Skrowaczewski himself tell us about his work:

“Music for Winds was commissioned by a consortium of nine orchestras in four countries (the United States, Germany, Austria, and Japan). The initiator of this project is Dr. Frederick Harris, director of the wind orchestra at MIT in Boston. He knew that I had long since wanted to write a kind of symphony or concerto for winds, or more precisely for symphonic winds, the wind instruments that appear in the symphonies of the nineteenth to twenty-first centuries, from Beethoven to Shostakovich and beyond. The repertoire for the instruments is rather scarce, compared to the great repertoire for strings. I added three saxophones, of which two are less common and less often played, soprano and baritone saxophone. They enrich the wind section by extending the possibilities of sound quality; and to that I brought in percussion, very gently along with piano, celesta, and harp”.

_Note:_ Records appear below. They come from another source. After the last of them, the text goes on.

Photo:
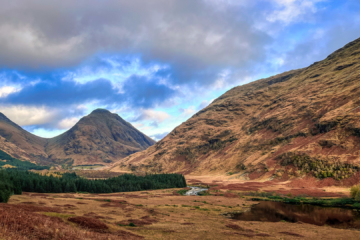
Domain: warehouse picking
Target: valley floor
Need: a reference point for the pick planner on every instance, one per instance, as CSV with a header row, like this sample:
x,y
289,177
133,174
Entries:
x,y
158,214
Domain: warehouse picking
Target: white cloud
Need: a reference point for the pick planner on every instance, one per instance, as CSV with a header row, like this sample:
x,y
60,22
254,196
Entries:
x,y
152,115
289,11
187,112
6,90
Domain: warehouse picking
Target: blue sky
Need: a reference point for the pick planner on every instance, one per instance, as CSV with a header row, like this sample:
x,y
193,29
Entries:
x,y
155,63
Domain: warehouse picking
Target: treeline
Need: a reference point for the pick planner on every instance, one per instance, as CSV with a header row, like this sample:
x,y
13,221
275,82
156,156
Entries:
x,y
6,159
14,182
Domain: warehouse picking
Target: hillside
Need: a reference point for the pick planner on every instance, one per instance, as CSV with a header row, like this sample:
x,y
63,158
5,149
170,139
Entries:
x,y
299,122
99,138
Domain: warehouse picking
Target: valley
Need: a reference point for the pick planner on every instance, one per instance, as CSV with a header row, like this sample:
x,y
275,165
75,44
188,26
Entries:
x,y
163,214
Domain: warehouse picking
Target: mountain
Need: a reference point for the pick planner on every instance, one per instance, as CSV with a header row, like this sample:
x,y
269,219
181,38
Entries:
x,y
298,122
99,138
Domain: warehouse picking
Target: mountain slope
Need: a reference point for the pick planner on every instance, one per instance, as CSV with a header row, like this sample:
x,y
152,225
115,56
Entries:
x,y
99,138
297,122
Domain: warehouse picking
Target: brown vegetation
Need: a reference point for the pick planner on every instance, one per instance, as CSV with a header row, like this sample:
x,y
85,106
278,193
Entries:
x,y
273,128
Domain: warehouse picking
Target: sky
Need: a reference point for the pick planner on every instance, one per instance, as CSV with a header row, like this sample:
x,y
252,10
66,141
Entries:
x,y
155,63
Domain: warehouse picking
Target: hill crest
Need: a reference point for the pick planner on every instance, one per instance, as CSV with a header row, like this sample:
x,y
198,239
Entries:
x,y
311,114
98,138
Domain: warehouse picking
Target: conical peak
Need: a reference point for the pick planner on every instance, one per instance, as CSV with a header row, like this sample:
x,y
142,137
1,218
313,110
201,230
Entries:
x,y
100,111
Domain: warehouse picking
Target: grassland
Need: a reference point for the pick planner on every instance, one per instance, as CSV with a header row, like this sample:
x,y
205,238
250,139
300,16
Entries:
x,y
159,214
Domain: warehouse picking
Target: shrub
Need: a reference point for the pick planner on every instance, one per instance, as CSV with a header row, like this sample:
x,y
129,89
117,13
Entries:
x,y
354,190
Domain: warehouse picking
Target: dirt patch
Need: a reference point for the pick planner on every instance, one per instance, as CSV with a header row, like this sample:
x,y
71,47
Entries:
x,y
237,227
128,235
146,220
96,216
188,224
89,223
32,208
20,224
292,234
230,195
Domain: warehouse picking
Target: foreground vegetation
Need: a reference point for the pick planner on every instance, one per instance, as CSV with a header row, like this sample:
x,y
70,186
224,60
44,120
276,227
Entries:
x,y
14,182
324,202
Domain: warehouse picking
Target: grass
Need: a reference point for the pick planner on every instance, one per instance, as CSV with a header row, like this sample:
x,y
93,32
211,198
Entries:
x,y
330,202
182,191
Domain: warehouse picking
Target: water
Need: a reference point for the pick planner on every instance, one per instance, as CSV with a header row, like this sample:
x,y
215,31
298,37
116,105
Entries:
x,y
194,191
267,211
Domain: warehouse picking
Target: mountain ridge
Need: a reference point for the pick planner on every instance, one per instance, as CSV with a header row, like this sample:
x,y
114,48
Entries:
x,y
76,146
306,113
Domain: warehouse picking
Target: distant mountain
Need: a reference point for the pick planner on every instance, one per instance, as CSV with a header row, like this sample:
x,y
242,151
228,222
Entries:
x,y
99,138
298,122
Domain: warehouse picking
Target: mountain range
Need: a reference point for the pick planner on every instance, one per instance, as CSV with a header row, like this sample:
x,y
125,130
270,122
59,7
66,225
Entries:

Stanislaw Skrowaczewski (1923 – 2017) was a Polish – American conductor and composer. Studied piano, violin, composition and conducting in the Academy of Music in Krakow, becoming very soon associate conductor of major orchestras in Poland, such us the Warsaw National Orchestra. Studies with Nadia Boulanger followed in 1956, as well as the first prize in the Santa Cecilia Competition for Conductors. George Szell invited him to conduct the Cleveland Orchestra in 1960, launching his outstanding international career. Two times nominee for the Pulitzer Prize for his compositions, he received the Commander Order of the White Eagle, the highest order conferred by the Polish government, as well as the Gold Medal of the Mahler-Bruckner Society among other distinctions.